Sora, c’est déjà fini. Le réseau social de vidéos lancé par Open AI, qui permettait le partage de petits clips créés grâce à l’intelligence artificielle, a été officiellement débranché par la maison-mère de ChatGPT mardi 24 mars 2026, après seulement quelques mois d’existence.
« Nous disons adieu à Sora. À tous ceux qui ont créé avec Sora, l’ont partagé et ont bâti une communauté autour de lui : merci », ont écrit les équipes de l’application sur le réseau social X.
We’re saying goodbye to the Sora app. To everyone who created with Sora, shared it, and built community around it: thank you. What you made with Sora mattered, and we know this news is disappointing.
— Sora (@soraofficialapp) March 24, 2026
We’ll share more soon, including timelines for the app and API and details on…

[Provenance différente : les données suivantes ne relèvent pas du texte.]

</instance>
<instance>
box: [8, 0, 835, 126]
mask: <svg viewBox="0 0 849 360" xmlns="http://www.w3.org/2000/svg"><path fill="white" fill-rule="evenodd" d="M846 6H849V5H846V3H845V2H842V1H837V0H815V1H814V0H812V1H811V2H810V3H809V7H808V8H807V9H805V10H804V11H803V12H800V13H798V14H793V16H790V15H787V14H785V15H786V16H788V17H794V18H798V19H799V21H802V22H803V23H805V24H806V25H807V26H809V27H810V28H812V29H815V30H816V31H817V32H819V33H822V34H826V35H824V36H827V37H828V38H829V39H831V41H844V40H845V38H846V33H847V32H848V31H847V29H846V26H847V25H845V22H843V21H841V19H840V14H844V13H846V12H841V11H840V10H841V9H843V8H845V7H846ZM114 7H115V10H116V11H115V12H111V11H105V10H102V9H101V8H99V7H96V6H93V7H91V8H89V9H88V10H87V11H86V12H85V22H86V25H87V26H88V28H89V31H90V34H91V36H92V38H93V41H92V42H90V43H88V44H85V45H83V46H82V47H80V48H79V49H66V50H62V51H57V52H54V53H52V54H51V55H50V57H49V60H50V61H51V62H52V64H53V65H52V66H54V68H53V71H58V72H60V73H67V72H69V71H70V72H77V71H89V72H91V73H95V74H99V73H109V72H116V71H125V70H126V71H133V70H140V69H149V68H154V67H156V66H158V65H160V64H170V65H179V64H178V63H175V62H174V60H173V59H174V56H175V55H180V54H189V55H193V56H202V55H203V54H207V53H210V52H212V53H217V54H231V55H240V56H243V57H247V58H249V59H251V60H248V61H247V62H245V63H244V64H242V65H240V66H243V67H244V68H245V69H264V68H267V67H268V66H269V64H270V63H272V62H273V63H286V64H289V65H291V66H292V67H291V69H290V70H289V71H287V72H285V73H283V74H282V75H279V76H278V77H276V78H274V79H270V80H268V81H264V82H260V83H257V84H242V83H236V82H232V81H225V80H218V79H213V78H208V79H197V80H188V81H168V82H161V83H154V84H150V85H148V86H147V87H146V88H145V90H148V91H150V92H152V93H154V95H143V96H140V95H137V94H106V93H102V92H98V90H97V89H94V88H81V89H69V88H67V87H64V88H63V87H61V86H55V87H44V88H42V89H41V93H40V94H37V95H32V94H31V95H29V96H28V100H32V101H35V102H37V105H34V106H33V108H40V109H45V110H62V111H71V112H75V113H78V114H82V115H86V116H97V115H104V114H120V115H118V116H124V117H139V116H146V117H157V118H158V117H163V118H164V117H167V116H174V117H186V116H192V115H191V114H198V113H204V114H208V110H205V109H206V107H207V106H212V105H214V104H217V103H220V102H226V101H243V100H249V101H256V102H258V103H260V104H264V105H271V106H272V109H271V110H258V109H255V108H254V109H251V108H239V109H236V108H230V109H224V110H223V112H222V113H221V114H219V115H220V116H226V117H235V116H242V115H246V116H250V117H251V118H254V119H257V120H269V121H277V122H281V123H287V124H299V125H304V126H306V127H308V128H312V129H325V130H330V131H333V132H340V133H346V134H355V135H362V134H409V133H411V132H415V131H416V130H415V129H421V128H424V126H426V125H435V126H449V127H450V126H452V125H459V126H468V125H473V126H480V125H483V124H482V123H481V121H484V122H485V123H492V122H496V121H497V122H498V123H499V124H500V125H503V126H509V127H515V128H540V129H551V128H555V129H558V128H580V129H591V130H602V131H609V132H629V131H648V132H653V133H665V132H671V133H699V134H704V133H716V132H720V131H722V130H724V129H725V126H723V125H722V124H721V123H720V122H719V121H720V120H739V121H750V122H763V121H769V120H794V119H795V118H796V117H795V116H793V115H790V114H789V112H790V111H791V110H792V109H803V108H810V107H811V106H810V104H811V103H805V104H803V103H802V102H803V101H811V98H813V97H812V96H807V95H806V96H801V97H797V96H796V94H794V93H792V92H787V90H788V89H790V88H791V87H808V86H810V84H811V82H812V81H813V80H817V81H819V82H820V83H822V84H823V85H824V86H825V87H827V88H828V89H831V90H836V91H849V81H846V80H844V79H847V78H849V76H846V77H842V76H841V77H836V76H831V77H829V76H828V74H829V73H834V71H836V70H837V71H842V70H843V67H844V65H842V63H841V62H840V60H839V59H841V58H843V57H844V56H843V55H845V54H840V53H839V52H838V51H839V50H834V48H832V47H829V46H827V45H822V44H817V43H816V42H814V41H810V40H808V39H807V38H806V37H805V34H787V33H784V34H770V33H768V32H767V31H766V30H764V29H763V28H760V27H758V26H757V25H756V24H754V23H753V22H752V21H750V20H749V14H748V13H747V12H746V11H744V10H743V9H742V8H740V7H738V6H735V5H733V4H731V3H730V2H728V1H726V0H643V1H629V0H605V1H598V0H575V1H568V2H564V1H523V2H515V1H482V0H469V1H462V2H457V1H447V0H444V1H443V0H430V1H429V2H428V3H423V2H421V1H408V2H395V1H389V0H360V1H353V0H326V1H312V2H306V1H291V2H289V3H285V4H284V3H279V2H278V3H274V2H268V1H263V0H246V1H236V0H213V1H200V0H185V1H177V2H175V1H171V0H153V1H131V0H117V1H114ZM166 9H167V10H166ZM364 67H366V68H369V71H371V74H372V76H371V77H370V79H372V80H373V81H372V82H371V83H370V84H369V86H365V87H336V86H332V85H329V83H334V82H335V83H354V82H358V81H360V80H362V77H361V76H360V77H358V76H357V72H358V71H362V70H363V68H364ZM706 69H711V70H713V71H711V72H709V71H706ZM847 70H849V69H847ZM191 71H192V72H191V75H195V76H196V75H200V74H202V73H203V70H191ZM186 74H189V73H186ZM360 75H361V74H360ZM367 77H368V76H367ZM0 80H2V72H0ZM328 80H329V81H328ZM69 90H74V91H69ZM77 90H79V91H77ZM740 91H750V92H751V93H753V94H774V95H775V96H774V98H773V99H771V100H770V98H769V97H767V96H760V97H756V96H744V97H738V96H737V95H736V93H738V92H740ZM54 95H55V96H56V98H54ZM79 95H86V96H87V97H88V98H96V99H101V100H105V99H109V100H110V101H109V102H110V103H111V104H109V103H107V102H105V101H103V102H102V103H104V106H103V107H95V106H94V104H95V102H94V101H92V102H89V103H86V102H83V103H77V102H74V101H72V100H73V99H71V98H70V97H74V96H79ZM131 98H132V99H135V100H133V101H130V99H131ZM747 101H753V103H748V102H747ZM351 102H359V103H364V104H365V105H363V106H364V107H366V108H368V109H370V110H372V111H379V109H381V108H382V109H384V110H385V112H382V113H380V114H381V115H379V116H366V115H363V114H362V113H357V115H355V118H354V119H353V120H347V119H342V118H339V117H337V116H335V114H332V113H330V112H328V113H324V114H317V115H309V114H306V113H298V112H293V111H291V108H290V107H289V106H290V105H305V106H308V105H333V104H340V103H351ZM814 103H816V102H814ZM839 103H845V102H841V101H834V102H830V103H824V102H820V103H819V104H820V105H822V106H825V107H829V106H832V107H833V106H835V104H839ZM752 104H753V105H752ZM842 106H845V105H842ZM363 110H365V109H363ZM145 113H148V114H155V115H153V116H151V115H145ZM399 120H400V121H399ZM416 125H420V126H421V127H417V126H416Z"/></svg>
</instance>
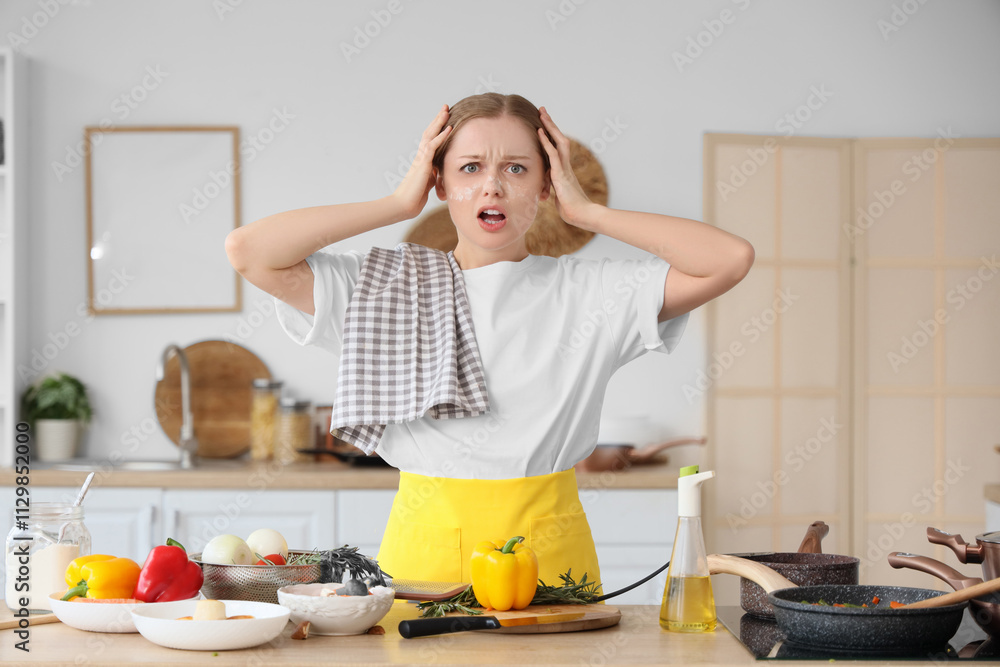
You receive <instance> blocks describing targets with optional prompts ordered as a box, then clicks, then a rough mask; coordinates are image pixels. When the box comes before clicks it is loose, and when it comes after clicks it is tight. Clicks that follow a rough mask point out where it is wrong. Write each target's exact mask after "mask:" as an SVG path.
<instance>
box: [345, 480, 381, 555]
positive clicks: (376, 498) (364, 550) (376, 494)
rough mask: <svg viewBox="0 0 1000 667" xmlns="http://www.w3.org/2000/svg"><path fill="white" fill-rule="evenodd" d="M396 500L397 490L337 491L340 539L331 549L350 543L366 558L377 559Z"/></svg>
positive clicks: (347, 490) (362, 490)
mask: <svg viewBox="0 0 1000 667" xmlns="http://www.w3.org/2000/svg"><path fill="white" fill-rule="evenodd" d="M395 497H396V492H395V491H394V490H388V489H356V490H355V489H350V490H345V491H338V492H337V539H336V542H335V544H333V545H332V546H335V547H340V546H343V545H345V544H349V545H351V546H352V547H358V551H360V552H361V553H363V554H365V555H366V556H372V557H373V558H374V557H375V554H377V553H378V548H379V544H381V543H382V535H383V534H384V533H385V524H386V522H388V521H389V510H390V509H392V500H393V498H395Z"/></svg>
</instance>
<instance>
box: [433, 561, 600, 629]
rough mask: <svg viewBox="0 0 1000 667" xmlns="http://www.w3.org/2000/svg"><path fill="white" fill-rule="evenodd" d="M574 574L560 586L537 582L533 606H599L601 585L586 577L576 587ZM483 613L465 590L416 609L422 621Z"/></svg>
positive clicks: (584, 573)
mask: <svg viewBox="0 0 1000 667" xmlns="http://www.w3.org/2000/svg"><path fill="white" fill-rule="evenodd" d="M572 573H573V570H572V569H570V570H567V571H566V573H565V574H560V575H559V578H560V579H561V580H562V582H563V583H562V585H561V586H549V585H548V584H546V583H545V582H544V581H542V580H541V579H539V580H538V588H537V589H535V597H533V598H532V599H531V604H538V605H545V604H593V603H594V602H596V600H595V598H597V597H598V595H599V593H600V590H601V583H600V582H599V581H587V574H586V573H584V575H583V578H582V579H581V580H580V582H579V583H577V582H576V581H575V580H574V579H573V575H572ZM474 607H477V608H479V609H482V605H481V604H479V602H478V601H476V596H475V594H474V593H473V592H472V587H471V586H470V587H469V588H467V589H465V590H464V591H462V592H461V593H459V594H458V595H456V596H454V597H452V598H449V599H447V600H444V601H442V602H421V603H420V604H418V605H417V609H420V611H421V614H420V615H421V616H422V617H423V618H431V617H436V616H444V615H445V614H446V613H448V612H451V611H458V612H462V613H463V614H471V615H474V616H475V615H479V614H482V613H483V612H481V611H477V610H476V609H474Z"/></svg>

Lancé en septembre 2025, ce réseau social, très lourd à développer pour Open AI (car générer une vidéo demande beaucoup plus d’énergie que du texte) avait suscité un certain engouement chez les utilisateurs. Il avait surtout fait naître beaucoup d’inquiétudes au sujet des vidéos truquées qu’il allait faire naître et concernant le respect des droits d’auteur et d’image (puisque des utilisateurs de Sora utilisaient les créations et identités de personnalités ou d’entreprises qui n’avaient pas donné leur accord).
La fin « des quêtes secondaires »
Cette fermeture de l’application Sora est tout sauf anodine. Elle illustre en effet un changement de cap chez OpenAI, le leader de l’intelligence artificielle grand public et pionnier du secteur avec son emblématique ChatGPT, révélé en 2022.
Depuis plusieurs semaines, sinon plusieurs mois, Open AI cherche en effet à se recentrer, en mettant en pause ou en abandonnant certains projets annexes qui visaient à diversifier ses activités. Fin novembre, Sam Altman, le patron d’Open AI, a émis « un code rouge » au sein de l’entreprise, fragilisée par la concurrence d’Anthropic ou de Google comme par ses investissements colossaux dans des datacenters (1 400 milliards de dollars). Sam Altman avait ajouté que les efforts des équipes d’OpenAI devaient désormais se tourner vers l’amélioration de ChatGPT, au détriment des projets annexes.
Plus récemment, Fidji Simo, la numéro 2 française d’OpenAI, a indiqué au Wall Street Journal que l’entreprise allait arrêter de se disperser dans « des quêtes secondaires » (une expression tirée des jeux vidéo) pour se recentrer sur l’aide aux entreprises ou le codage informatique, deux domaines qui rapportent plus d’argent que l’IA pour le grand public, même si de la publicité a récemment fait son apparition dans ChatGPT aux États-Unis. OpenAI entend également se concentrer sur les agents IA, ces logiciels dopés à l’intelligence artificielle qui peuvent exécuter des actions sur un ordinateur à la place de son utilisateur.
Le précédent Anthropic
Cette stratégie est celle suivie depuis plusieurs années par Anthropic. Claude, l’IA de la start-up fondée par d’anciens d’OpenAI, a en effet déjà acquis de belles positions dans l’aide au codage, en permettant à Anthropic d’en tirer une partie très importante de ses 14 milliards de dollars de chiffre d’affaires annuel. Anthropic a par ailleurs lancé en ce mois de mars un agent IA capable de prendre le contrôle de l’ordinateur avec l’assentiment de son utilisateur.
À un degré moindre, c’est aussi la stratégie adoptée par les Français de Mistral AI. Même si la version grand public du Chat, leur robot conversationnel dopé à l’IA, vient de fêter ses deux ans, la start-up parisienne se concentre plutôt sur le déploiement d’IA spécialisée dans les entreprises, notamment françaises ou européennes.